On Feb. 12, 2008 eighth grader Lawrence King, who had been outing himself for several years, was shot in a computer lab in the E. O. Green Junior School in Oxnard, CA by Brandon McInerney, 14. Shortly thereafter McInerney was arrested and faces 50+ years in prison if convicted as an adult. It is possible for prosecutors to add hate crimes to the charges.

The details are in a Newsweek “Cover Story by Ramin Satoodeh, July 28, 2008, p. 41, “Young, Gay and Murdered,” link here. The byline for the story is “Kids are coming out younger, but are schools ready to handle the complex issues of identity and sexuality? For Larry King, the question had tragic implications.”

There had been some memos passed around by school administrators, to the effect that state law required the school to accept Lawrence’s freedom of expression to an extent, and telling teachers they would have to walk a delicate line in teaching students tolerance. In this neighborhood, it was not easy. King appears to have been old for the eight grade (the normal age is 13-14) and the news story discusses some developmental problems.

When I “substitute taught” in northern Virginia in the high schools, there were a few students who were openly gay. Arlington County schools allowed PFLAG or groups similar to “gay straight alliance.” I did not personally observe any problems with this issue at all. In one history class during a newspaper exercise at a Fairfax county school, a student actually asked about the “don’t ask don’t tell” policy that was reported that morning. I discussed it as “objectively” as possible.
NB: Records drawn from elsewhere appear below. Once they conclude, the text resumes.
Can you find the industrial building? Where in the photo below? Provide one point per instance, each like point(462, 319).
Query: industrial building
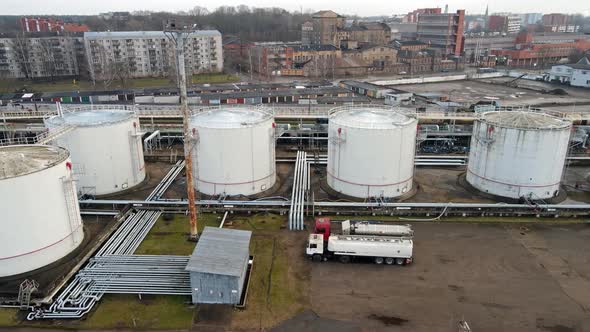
point(218, 266)
point(115, 162)
point(234, 151)
point(504, 23)
point(518, 154)
point(574, 74)
point(367, 89)
point(443, 31)
point(39, 208)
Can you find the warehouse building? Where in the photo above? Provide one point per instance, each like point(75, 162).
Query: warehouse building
point(219, 265)
point(367, 89)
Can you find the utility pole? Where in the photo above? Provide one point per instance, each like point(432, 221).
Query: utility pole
point(179, 35)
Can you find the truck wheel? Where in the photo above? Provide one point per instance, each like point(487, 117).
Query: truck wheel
point(344, 259)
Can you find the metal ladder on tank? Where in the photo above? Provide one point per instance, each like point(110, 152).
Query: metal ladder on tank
point(71, 205)
point(136, 163)
point(26, 288)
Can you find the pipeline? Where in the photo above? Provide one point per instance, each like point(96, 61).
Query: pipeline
point(112, 264)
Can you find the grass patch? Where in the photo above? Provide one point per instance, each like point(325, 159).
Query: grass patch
point(11, 85)
point(8, 317)
point(118, 311)
point(258, 222)
point(278, 287)
point(169, 237)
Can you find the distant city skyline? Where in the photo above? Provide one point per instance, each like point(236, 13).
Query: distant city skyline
point(347, 7)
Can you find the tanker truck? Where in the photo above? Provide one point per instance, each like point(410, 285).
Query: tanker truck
point(389, 249)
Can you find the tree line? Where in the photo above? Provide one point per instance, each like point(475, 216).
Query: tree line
point(247, 23)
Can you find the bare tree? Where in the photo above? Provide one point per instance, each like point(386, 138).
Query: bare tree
point(198, 11)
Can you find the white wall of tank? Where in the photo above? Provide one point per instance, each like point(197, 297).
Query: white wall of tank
point(234, 150)
point(371, 151)
point(106, 149)
point(518, 154)
point(40, 215)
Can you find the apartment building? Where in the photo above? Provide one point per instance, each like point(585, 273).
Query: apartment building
point(29, 57)
point(442, 31)
point(504, 23)
point(150, 53)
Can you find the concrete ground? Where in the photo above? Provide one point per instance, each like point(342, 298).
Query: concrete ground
point(496, 277)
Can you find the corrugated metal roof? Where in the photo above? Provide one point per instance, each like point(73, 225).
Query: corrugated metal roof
point(220, 251)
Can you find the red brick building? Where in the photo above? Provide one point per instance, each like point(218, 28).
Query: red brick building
point(443, 31)
point(412, 17)
point(526, 54)
point(555, 19)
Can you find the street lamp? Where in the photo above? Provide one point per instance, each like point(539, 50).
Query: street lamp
point(178, 35)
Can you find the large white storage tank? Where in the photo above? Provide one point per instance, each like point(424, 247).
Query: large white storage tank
point(234, 150)
point(40, 215)
point(106, 149)
point(518, 154)
point(371, 151)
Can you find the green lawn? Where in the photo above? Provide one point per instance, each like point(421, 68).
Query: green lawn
point(278, 286)
point(9, 86)
point(158, 312)
point(169, 237)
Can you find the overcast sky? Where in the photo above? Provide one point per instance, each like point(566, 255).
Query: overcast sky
point(363, 8)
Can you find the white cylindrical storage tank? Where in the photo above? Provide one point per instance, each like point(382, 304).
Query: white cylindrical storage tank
point(518, 154)
point(371, 151)
point(234, 150)
point(106, 149)
point(40, 214)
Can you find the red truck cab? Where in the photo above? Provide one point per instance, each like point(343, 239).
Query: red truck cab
point(322, 226)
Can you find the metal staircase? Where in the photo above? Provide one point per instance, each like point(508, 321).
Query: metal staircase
point(42, 138)
point(72, 205)
point(26, 288)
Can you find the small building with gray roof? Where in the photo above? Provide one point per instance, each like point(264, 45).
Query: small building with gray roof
point(218, 266)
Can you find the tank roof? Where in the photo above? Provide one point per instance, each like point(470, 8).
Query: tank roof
point(18, 160)
point(91, 118)
point(525, 120)
point(229, 117)
point(373, 118)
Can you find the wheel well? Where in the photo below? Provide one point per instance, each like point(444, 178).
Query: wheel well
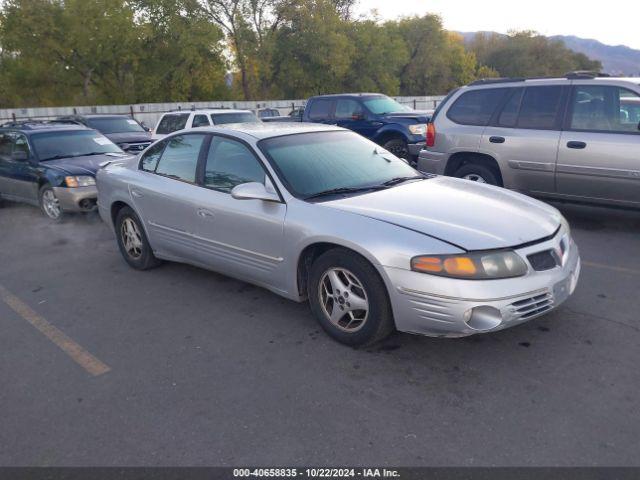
point(115, 208)
point(459, 159)
point(309, 255)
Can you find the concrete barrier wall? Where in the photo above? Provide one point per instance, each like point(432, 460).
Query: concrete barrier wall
point(149, 113)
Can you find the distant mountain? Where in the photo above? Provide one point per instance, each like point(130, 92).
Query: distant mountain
point(616, 60)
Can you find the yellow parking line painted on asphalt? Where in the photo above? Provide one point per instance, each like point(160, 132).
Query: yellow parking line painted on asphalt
point(611, 267)
point(83, 358)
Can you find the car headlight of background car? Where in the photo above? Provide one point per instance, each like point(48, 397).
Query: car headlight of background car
point(418, 129)
point(491, 265)
point(79, 181)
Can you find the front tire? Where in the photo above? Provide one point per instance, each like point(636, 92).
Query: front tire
point(349, 299)
point(478, 173)
point(132, 241)
point(49, 204)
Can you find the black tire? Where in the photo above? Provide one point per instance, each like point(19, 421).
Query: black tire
point(478, 173)
point(145, 260)
point(398, 147)
point(378, 322)
point(53, 213)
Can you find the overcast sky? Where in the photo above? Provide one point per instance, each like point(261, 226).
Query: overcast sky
point(613, 22)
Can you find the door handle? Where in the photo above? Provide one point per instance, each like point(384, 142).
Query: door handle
point(204, 213)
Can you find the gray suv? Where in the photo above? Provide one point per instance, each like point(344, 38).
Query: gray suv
point(574, 138)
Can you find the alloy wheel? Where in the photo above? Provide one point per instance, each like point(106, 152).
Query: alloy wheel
point(343, 299)
point(51, 204)
point(131, 238)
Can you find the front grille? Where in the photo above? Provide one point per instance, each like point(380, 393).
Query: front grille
point(542, 261)
point(531, 307)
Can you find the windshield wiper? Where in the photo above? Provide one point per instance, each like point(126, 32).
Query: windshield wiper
point(338, 191)
point(398, 180)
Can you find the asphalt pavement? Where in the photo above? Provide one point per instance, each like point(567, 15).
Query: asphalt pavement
point(104, 365)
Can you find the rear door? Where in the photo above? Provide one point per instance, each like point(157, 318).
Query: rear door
point(599, 156)
point(523, 137)
point(167, 194)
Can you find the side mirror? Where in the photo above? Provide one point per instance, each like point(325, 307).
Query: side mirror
point(20, 156)
point(254, 191)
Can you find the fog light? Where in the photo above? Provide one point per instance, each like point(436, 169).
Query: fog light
point(483, 318)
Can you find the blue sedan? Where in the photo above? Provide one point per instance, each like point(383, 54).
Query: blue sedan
point(52, 166)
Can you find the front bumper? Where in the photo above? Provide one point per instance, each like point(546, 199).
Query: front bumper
point(415, 148)
point(80, 199)
point(440, 307)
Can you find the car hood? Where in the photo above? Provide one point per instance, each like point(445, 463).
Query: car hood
point(87, 165)
point(129, 137)
point(465, 214)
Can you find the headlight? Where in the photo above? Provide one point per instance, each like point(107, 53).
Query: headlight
point(490, 265)
point(79, 181)
point(418, 129)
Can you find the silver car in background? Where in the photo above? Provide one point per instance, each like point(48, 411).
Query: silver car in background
point(320, 213)
point(575, 138)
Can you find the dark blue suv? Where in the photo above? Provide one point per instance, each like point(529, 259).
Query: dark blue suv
point(379, 118)
point(52, 166)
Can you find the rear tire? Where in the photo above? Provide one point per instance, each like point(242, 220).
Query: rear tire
point(132, 241)
point(349, 299)
point(478, 173)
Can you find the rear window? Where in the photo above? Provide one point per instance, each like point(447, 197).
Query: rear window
point(320, 109)
point(476, 107)
point(242, 117)
point(540, 107)
point(172, 123)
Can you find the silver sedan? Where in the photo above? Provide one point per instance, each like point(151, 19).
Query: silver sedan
point(320, 213)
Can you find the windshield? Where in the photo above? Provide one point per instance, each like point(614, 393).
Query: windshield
point(71, 144)
point(115, 125)
point(244, 117)
point(382, 104)
point(311, 163)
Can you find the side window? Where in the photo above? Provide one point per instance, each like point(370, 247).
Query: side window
point(180, 157)
point(231, 163)
point(346, 109)
point(540, 107)
point(6, 145)
point(605, 109)
point(150, 158)
point(509, 115)
point(200, 121)
point(320, 109)
point(476, 107)
point(21, 144)
point(172, 123)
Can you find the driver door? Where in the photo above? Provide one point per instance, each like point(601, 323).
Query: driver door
point(242, 237)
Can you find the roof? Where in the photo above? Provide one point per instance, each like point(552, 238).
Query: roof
point(210, 111)
point(268, 130)
point(32, 127)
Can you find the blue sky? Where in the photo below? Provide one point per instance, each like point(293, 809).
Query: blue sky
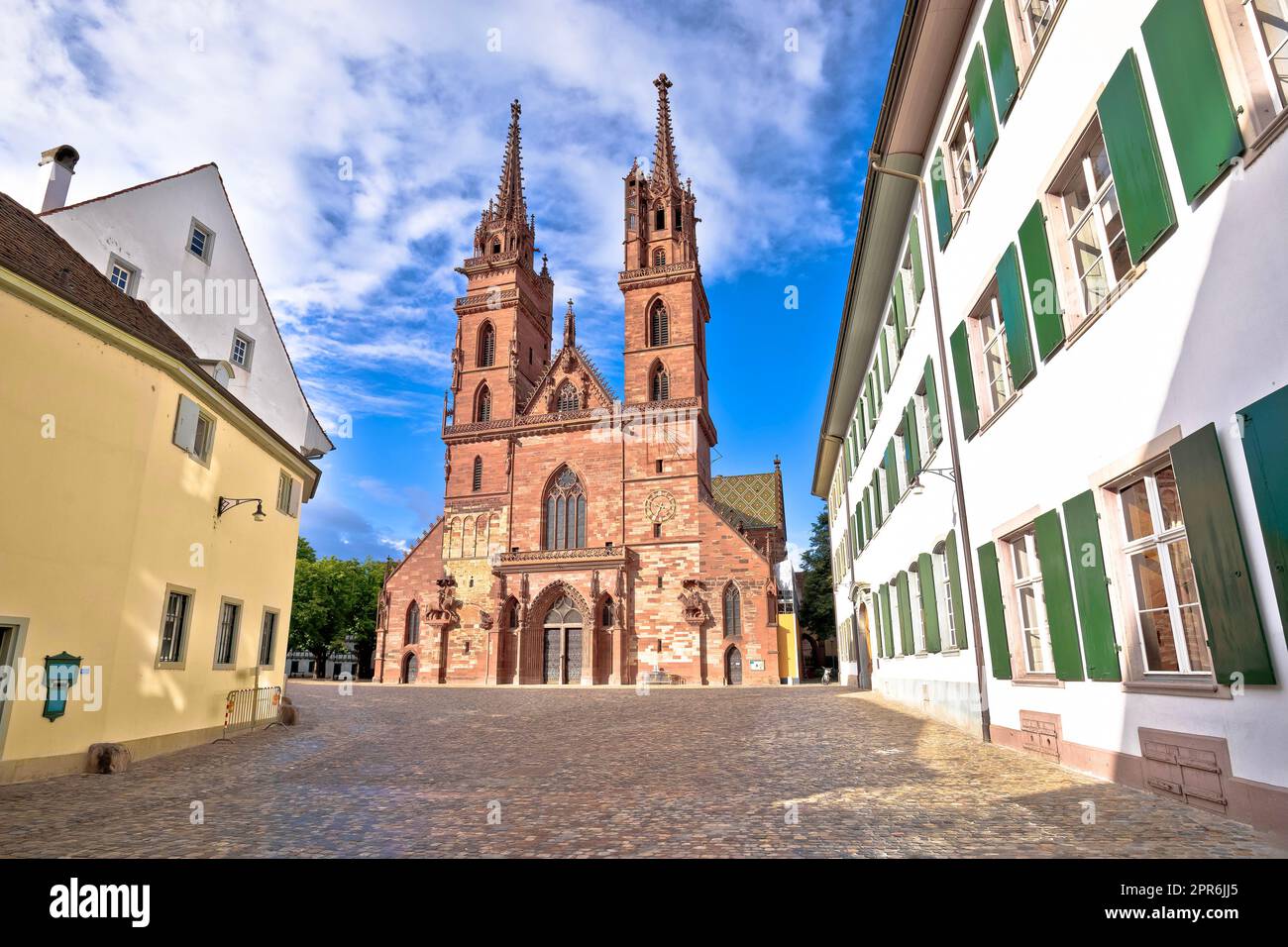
point(773, 107)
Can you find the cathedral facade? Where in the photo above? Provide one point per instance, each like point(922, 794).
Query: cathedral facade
point(584, 539)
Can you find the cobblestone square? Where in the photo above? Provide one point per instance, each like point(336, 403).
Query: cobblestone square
point(579, 772)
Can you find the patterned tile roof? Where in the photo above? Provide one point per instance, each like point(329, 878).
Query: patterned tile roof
point(750, 499)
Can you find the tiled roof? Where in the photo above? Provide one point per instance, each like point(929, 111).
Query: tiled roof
point(748, 499)
point(33, 250)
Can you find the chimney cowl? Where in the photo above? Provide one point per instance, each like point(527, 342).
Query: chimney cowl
point(63, 155)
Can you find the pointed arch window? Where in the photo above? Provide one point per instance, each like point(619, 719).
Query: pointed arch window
point(732, 611)
point(565, 512)
point(487, 346)
point(412, 635)
point(658, 325)
point(660, 384)
point(567, 398)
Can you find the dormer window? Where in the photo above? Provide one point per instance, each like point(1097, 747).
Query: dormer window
point(244, 347)
point(201, 241)
point(123, 274)
point(567, 399)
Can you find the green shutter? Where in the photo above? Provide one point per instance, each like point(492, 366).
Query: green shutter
point(1145, 204)
point(1235, 635)
point(1265, 445)
point(884, 347)
point(1192, 88)
point(901, 316)
point(918, 277)
point(1091, 587)
point(954, 586)
point(892, 468)
point(1010, 299)
point(980, 106)
point(907, 644)
point(910, 434)
point(928, 603)
point(965, 372)
point(876, 622)
point(934, 424)
point(1001, 58)
point(995, 616)
point(887, 626)
point(1043, 290)
point(1057, 592)
point(939, 192)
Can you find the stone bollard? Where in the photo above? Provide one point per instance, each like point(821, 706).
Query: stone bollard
point(108, 758)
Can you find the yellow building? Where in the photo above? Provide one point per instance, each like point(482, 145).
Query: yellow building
point(117, 449)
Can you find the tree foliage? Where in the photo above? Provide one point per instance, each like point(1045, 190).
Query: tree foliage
point(334, 605)
point(818, 609)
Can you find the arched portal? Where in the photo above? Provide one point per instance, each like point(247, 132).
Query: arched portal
point(733, 667)
point(562, 643)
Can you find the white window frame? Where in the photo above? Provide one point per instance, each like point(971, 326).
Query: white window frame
point(271, 639)
point(235, 634)
point(130, 272)
point(914, 605)
point(1278, 88)
point(207, 241)
point(1081, 166)
point(250, 351)
point(1021, 548)
point(944, 598)
point(964, 125)
point(1160, 543)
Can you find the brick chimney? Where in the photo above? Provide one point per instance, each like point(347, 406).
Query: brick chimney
point(62, 165)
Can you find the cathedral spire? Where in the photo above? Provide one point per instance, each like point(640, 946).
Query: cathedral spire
point(665, 172)
point(509, 196)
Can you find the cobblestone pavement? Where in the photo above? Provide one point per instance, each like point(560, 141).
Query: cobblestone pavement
point(399, 771)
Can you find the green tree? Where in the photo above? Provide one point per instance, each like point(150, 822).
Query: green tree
point(818, 609)
point(334, 607)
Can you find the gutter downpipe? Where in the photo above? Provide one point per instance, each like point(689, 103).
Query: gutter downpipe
point(947, 397)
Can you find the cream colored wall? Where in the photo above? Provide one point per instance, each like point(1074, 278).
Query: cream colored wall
point(104, 514)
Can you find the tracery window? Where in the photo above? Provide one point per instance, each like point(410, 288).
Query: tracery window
point(566, 512)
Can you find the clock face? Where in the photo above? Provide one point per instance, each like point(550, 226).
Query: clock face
point(660, 505)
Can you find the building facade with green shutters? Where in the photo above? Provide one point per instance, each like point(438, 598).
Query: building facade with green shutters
point(1103, 218)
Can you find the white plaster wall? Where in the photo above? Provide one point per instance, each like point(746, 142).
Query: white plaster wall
point(149, 228)
point(1201, 335)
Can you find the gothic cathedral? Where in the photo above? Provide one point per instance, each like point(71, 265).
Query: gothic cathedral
point(584, 539)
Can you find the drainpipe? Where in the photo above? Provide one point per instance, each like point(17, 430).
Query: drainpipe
point(947, 398)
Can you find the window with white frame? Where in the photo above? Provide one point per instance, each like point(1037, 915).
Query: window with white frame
point(243, 351)
point(1271, 22)
point(988, 344)
point(1035, 17)
point(961, 157)
point(201, 241)
point(1164, 594)
point(894, 617)
point(267, 638)
point(1095, 240)
point(226, 637)
point(174, 626)
point(121, 274)
point(918, 631)
point(944, 596)
point(1029, 602)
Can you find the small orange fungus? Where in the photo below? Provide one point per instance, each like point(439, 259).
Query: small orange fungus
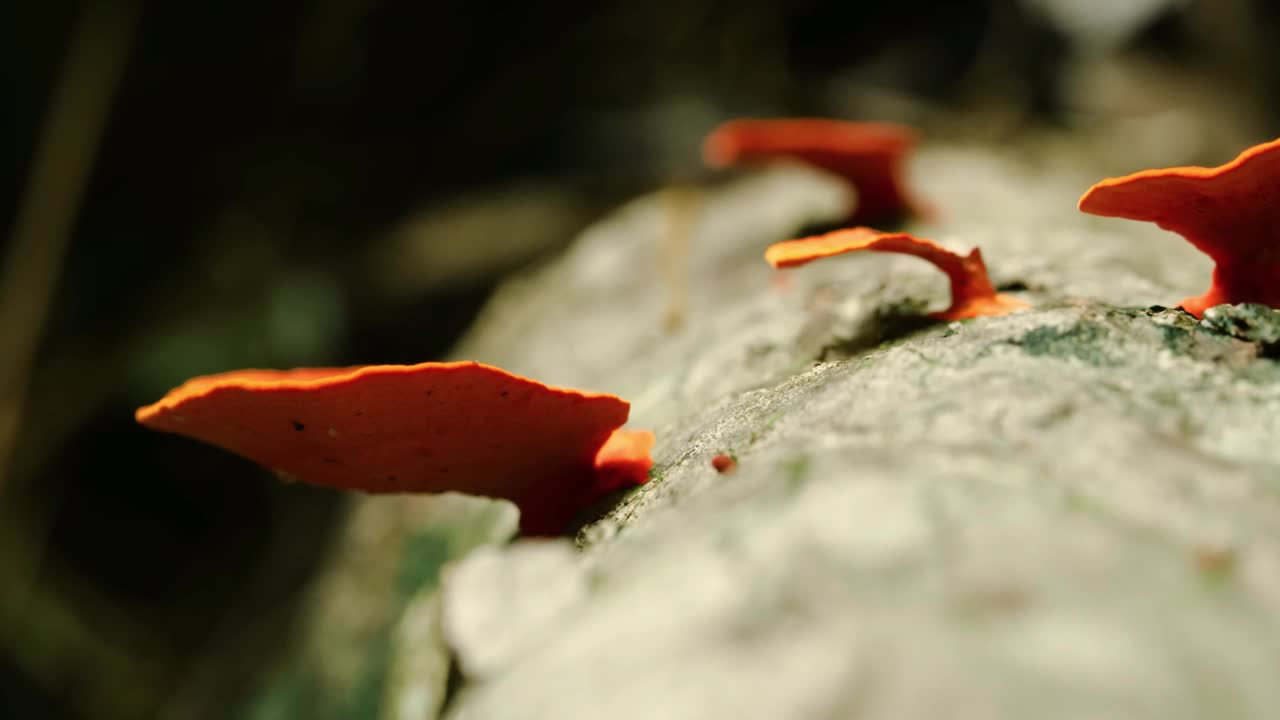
point(1230, 213)
point(625, 460)
point(972, 292)
point(871, 156)
point(723, 463)
point(434, 427)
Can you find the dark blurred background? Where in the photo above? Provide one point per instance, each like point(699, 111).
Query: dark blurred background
point(192, 187)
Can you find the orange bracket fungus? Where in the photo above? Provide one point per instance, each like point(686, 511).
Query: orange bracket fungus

There is a sinister and disturbing lesson in the King tragedy, which follows a pattern of other such incidents, not all GLBT-related by any means. Here, another young man felt pressured by the “moral” laws of his own upbringing, which required him to function and perform within certain inviolate boundaries as a male. He could not tolerate the idea that others did not have to stay or would not stay within those bounds. To express his own indignation, he was willing to go to prison for life to make a “final statement.” This is the sort of mentality that ran underneath the young “men” who perpetrated 9/11. At a psychological level, it sounds to me like the same thing that is going on in the West Bank and in the tribal areas of Pakistan, as well as Columbine, or even the very recent tragedy in Knoxville. This was an act of terror. At least that's how I see it.

This situation may differ from that of Matthew Shepard (Foundation) whose perpetrators (with a horrific incident in Wyoming in October 1998) did not expect apprehension, but who now serve consecutive or “without parole” life terms In many other such incidents (like Va. Tech), the perpetrators commit suicide or expect to be apprehended and to “sacrifice” themselves. Furthermore, with all the theories about the “teen brain”, 14 may sound too young to comprehend the consequences of such an act. Personally, I don’t believe it. I do wonder why a minor was allowed to get a handgun and bring it into a school campus. Why didn’t the parents have it locked up? Or how did he get it. I say this while fully in support of Second Amendment rights – for adults – and in moral support of “Pink Pistols.”

I note this story shortly after receiving an email from Equality Advocates Pennsylvania on the recent event where the state supreme Court struck down “the amendments to the state's hate crimes law that added sexual orientation, gender identity, ancestry, gender, and mental and physical disability in 2002. The law was overturned based on the procedural way the legislation was passed by the legislature, not the content of the law.” The link for that story is here. As I noted recently in this blog, for reasons of principle, I have not been a fan of hate crimes laws. The sentence for a crime should be based on the crime itself, not the identity or affiliation of the victim.